Cross-Functional Teams ask for Cross-Functional People
[Article],  Organization Design

Cross-Functional People

We must get away from the idea people are silos. Just because people are experts, they must not do it all alone. Cross-functional teams require cross-functional people, who are able to contribute critical questions beyond their core expertise. It is the key to focus and robustness.

Subject matter experts are silos – subject matter expertise needs to be shared. If experts are leaving a project, the subject stays. By then, if you are not able to close such a gap from within your organization, expertise needs to be bought from the outside.

Experts from the outside do not know anything about the culture in your organization – but they will affect it. Others will be skeptical, how new people can become heroes in their organization, while they seem not to be valued.

There is only one profound way to come around the problem: don’t make people silos by making them subject matter experts.

Expertise and Robustness

Expertise is a subject matter for an organization. Team work needs to involve subject matter expertise, but not rely on a subject matter expert. If an expert is failing, the whole team will fail. Failure is not a matter of learning anymore; it becomes a matter of success in teams. The only measure for success is their expertise. Robustness is up to them and their solutions.

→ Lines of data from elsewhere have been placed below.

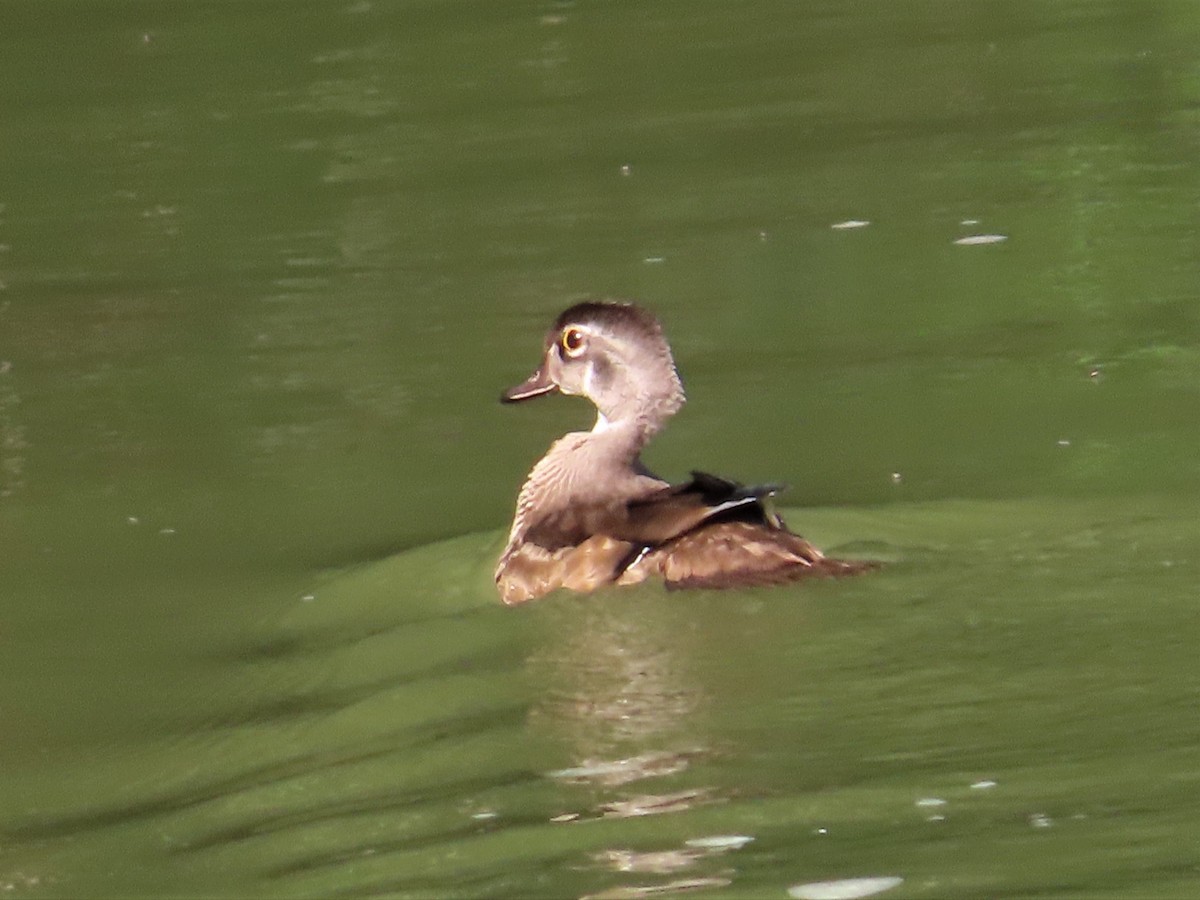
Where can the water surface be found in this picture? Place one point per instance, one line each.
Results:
(263, 273)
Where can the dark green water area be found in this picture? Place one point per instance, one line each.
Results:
(265, 269)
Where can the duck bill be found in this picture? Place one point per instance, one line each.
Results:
(533, 387)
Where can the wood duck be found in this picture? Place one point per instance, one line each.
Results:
(591, 514)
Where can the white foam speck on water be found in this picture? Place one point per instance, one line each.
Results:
(844, 889)
(720, 841)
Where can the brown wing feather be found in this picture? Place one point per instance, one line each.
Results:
(532, 570)
(727, 555)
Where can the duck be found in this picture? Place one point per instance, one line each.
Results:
(592, 515)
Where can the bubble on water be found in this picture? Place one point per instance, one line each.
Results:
(972, 240)
(844, 889)
(720, 841)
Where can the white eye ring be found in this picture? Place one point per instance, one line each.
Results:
(573, 341)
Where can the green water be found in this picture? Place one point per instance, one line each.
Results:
(264, 270)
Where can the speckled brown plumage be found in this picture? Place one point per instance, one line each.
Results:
(591, 515)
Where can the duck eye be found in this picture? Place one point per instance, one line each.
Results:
(573, 341)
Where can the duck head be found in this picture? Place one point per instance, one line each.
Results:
(616, 355)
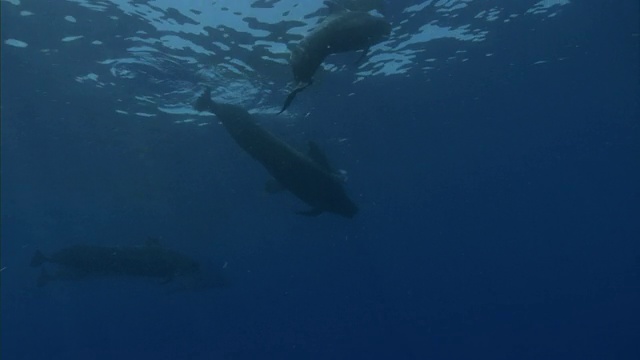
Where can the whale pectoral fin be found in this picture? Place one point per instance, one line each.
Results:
(364, 54)
(310, 213)
(293, 94)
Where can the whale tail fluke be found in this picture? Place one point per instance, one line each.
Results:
(204, 102)
(293, 94)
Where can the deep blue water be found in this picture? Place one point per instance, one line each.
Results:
(499, 209)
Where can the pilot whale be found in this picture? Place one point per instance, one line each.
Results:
(342, 31)
(308, 177)
(87, 261)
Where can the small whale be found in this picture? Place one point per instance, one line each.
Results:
(342, 31)
(88, 261)
(309, 177)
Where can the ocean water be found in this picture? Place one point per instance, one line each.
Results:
(492, 148)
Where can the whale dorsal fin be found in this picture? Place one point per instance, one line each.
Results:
(318, 156)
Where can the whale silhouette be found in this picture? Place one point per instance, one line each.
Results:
(309, 177)
(88, 261)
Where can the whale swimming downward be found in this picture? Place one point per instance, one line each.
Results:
(309, 177)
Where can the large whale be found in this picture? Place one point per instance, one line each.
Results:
(88, 261)
(341, 31)
(309, 177)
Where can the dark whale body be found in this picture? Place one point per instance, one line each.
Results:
(84, 261)
(340, 32)
(308, 177)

But there are experts. Experts are still a big asset for an organization – if the organizations knows how to make use of them:

The best experts can do is to multiply their expertise by sharing their knowledge and train others. For all of us, the best thing that can happen to us, is to have an expert by our side, who helps us to learn faster.

Cross-Functional Experts

Cross-functional teams with end-to-end responsibility are the fast track to success. If teams have to decide on themselves, how to deliver best results to clients, they will make considerations based on their means.

Considering the multitude of concerns, which teams have to address in an end-to-end setup, it will bring them to the boundaries of their capacities.

Teams cannot grow endlessly, as there are natural limits. Teams with more than 15 members do not work collaboratively anymore; structures will be required, which would lead to sub-teams. But these teams cannot claim to be autonomous with end-to-end responsibility anymore.

Appreciation

The way out is to balance needs with expertise. We look for t-shaped people – people who are cross-functional on themselves.

Not 100% experts anymore, but 80% deliverers and 50% contributors. People who know enough to be able to take over parts of the delivery; who can learn from others and ask critical questions based on their fair knowledge about the subject.

In this setup attitude overrules expertise; the right attitude to support others instead of working on a hero status for oneself. But it needs guidance – from people who know how to enrich expertise; in the right way, at the right time, with the right tools.

This is the kind of expertise, which makes experts highly appreciated persons in an organization. They help others to keep focus.

Epilogue

As everyone is invited to learn from experts in this setup, everyone can become an expert for any kind of subject. Interests matter – and a sense for the organization. Expertise can be grown. It must not be delegated anymore. A new kind of humble heroes awakes from the former definition of subject matter experts.